LVerfG Schleswig-Holstein, Pressemitteilung vom 06.12.2019 zum Urteil LVerfG 2/18 vom 06.12.2019
Das Land Schleswig-Holstein hat keine Gesetzgebungszuständigkeit für ein wasserrechtliches Fracking-Verbot.
Dies hat das Schleswig-Holsteinische Landesverfassungsgericht mit seinem am 06.12.2019 verkündeten Urteil (Az. LVerfG 2/18) entschieden. Das Urteil ist in einem Verfahren über die Zulässigkeit der „Volksinitiative zum Schutz des Wassers“ ergangen.
Die Volksinitiative will einige Änderungen des Landeswassergesetzes und des Landesverwaltungsgesetzes erreichen. Insbesondere geht es ihr um die Schaffung einer neuen Vorschrift, § 7a Landeswassergesetz, die ein vollständiges Verbot von Fracking regeln soll. Der Landtag hatte die Volksinitiative zwar hinsichtlich anderer beabsichtigter Regelungen für zulässig, hinsichtlich der beabsichtigten Einführung des Frackingverbots in § 7a Landeswassergesetz jedoch für unzulässig erklärt. Dabei ging der Landtag davon aus, dass das Land Schleswig-Holstein keine Gesetzgebungskompetenz für diese Regelung habe. Dagegen hat sich die Volksinitiative mit dem Verfahren vor dem Landesverfassungsgericht gewandt.

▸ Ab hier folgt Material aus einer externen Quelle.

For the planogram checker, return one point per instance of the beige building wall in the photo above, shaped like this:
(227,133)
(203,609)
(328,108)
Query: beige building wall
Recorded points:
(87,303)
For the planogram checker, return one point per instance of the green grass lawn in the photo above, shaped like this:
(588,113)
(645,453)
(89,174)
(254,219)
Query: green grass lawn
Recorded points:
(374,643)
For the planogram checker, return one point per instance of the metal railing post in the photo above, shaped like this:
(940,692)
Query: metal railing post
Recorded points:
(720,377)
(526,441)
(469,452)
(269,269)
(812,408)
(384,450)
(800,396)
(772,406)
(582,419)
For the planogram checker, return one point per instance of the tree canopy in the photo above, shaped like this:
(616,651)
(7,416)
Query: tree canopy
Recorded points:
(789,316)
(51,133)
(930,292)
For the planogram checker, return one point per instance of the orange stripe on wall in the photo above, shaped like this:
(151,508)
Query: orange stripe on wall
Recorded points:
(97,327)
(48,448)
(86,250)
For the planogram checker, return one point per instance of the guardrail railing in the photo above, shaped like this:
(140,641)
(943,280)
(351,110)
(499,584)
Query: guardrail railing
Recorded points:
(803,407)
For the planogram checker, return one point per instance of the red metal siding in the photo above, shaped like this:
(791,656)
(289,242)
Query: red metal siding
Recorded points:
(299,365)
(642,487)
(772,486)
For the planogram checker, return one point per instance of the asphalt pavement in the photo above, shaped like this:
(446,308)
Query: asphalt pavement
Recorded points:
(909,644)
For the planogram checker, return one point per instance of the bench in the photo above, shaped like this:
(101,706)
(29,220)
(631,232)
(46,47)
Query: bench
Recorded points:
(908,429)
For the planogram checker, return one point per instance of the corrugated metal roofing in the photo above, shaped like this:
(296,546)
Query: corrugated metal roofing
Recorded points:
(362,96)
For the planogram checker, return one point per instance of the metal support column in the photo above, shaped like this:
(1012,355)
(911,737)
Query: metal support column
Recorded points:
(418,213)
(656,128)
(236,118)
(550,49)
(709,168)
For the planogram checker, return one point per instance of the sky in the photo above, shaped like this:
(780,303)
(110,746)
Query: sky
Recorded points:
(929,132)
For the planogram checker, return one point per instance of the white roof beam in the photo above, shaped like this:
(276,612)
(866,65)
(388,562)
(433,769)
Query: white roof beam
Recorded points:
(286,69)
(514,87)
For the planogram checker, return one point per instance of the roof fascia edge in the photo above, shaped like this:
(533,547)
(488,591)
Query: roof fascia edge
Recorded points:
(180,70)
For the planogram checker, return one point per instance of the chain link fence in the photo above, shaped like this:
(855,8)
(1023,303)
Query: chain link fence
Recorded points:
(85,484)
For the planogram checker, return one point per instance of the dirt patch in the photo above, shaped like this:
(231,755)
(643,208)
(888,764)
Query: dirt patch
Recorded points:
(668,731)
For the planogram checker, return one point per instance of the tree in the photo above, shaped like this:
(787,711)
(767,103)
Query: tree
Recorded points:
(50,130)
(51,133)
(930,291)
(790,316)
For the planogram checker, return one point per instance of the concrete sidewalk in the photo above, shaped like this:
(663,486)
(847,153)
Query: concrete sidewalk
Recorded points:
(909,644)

Soweit der Landtag die Volksinitiative für zulässig erklärt hat, hat diese nunmehr die Durchführung eines Volksbegehrens beantragt und sammelt derzeit Unterschriften; dieses Volksbegehren ist nicht Gegenstand des heute vom Landesverfassungsgericht entschiedenen Verfahrens. In der Entscheidung geht es auch nicht um das Für und Wider von Fracking. Vielmehr hat sich das Landesverfassungsgericht erstmals mit dem Prüfungsumfang bezüglich der Zulässigkeit von Volksinitiativen beschäftigt. Es ging dabei zum einen um die Frage, ob das Land Schleswig-Holstein die Kompetenz hat, durch ein Landesgesetz im Wasserrecht Fracking generell zu verbieten. Zum anderen hat das Landesverfassungsgericht die Frage beantwortet, wann und in welchem Umfang es die Landeskompetenz überprüft, wenn der Volksgesetzgeber einen entsprechenden Gesetzentwurf für das Land auf den Weg gebracht hat.

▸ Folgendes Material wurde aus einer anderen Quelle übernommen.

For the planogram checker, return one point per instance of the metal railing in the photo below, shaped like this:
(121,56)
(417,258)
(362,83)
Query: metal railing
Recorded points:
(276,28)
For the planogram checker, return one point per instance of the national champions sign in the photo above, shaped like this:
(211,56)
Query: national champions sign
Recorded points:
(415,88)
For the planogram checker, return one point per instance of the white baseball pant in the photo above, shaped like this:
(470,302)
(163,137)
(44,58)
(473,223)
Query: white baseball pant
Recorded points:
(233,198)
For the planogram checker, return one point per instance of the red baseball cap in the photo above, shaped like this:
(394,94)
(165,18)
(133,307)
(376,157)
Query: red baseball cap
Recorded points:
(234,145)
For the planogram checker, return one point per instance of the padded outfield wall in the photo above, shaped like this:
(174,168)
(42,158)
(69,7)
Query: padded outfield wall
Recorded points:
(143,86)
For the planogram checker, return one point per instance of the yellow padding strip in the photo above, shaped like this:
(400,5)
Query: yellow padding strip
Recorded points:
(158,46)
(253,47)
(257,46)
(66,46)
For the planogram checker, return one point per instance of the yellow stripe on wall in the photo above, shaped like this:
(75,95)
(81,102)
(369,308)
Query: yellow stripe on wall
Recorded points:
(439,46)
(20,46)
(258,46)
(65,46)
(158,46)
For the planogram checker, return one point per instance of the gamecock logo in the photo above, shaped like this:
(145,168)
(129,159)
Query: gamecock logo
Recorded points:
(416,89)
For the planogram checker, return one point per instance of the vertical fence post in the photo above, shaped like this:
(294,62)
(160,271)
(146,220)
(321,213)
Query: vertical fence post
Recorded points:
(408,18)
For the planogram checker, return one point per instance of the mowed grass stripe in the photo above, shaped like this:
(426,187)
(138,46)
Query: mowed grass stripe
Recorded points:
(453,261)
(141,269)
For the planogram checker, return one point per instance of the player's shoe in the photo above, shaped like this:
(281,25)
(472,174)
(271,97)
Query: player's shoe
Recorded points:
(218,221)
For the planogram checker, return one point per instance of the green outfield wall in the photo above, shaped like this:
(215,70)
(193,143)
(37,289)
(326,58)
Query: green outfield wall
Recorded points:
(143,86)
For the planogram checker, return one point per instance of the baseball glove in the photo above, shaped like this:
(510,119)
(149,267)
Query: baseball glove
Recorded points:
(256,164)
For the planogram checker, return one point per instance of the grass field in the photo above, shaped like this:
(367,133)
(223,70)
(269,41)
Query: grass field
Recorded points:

Soweit der Landtag nach Art. 48 Abs. 3 Landesverfassung (im Folgenden: LV) über die Zulässigkeit einer Volksinitiative entscheide, habe er zu prüfen, ob die Volksinitiative einen Gegenstand der politischen Willensbildung in der Entscheidungszuständigkeit des Landtages betreffe; dies umfasse auch die Prüfung der Verbandskompetenz des Landes Schleswig-Holstein. Dasselbe gelte für das Landesverfassungsgericht in Verfahren der vorliegenden Art. Es sei daher bereits in diesem Verfahren betreffend die Zulässigkeit der Volksinitiative – und nicht erst in einem späteren Stadium der Gesetzgebung oder erst nach Inkrafttreten des Gesetzes in einem Normenkontrollverfahren – zu prüfen, ob ein Gesetzentwurf der Zuständigkeit des Bundes- oder des Landesgesetzgebers unterfalle. Dies stehe nicht im Widerspruch zum Grundgesetz für die Bundesrepublik Deutschland (im Folgenden: GG). Vielmehr gehe Art. 100 Abs. 3 GG gerade davon aus, dass auch die Auslegung des Grundgesetzes – mithin auch die Frage der Verbandskompetenz – Gegenstand der Rechtsfindung des Verfassungsgerichts eines Landes sein könne.
Der Schleswig-Holsteinische Landesgesetzgeber habe keine Zuständigkeit für die von der Volksinitiative begehrte Regelung eines § 7a Landeswassergesetz, durch den Fracking umfassend verboten werden sollte.
Gemäß Art. 70 Abs. 1 GG haben die Länder das Recht der Gesetzgebung, soweit nicht dem Bund durch das Grundgesetz Gesetzgebungsbefugnisse verliehen sind. Der von der Volksinitiative vorgeschlagene § 7a Landeswassergesetz falle in den Bereich der konkurrierenden Gesetzgebung auf dem Gebiet des Wasserhaushaltsrechts (Art. 74 Abs. 1 Nr. 32 GG). Im Bereich der konkurrierenden Gesetzgebung haben die Länder die Befugnis zur Gesetzgebung, solange und soweit der Bund von seiner Gesetzgebungszuständigkeit nicht durch Gesetz Gebrauch gemacht hat (Art. 72 Abs. 1 GG). Der Bund habe jedoch zu den Fragen des Frackings mit dem im Jahr 2017 in Kraft getretenen „Gesetz zur Änderung wasser- und naturschutzrechtlicher Vorschriften zur Untersagung und zur Risikominimierung bei den Verfahren der Fracking-Technologie“ von seiner Gesetzgebungszuständigkeit umfassend Gebrauch gemacht und dazu eine abschließende Regelung getroffen (siehe insbesondere die Neuregelungen in § 9 Abs. 2 Nr. 3 und 4 sowie § 13a Wasserhaushaltsgesetz). Der vorgeschlagene § 7a Landeswassergesetz weiche von dieser Regelung ab.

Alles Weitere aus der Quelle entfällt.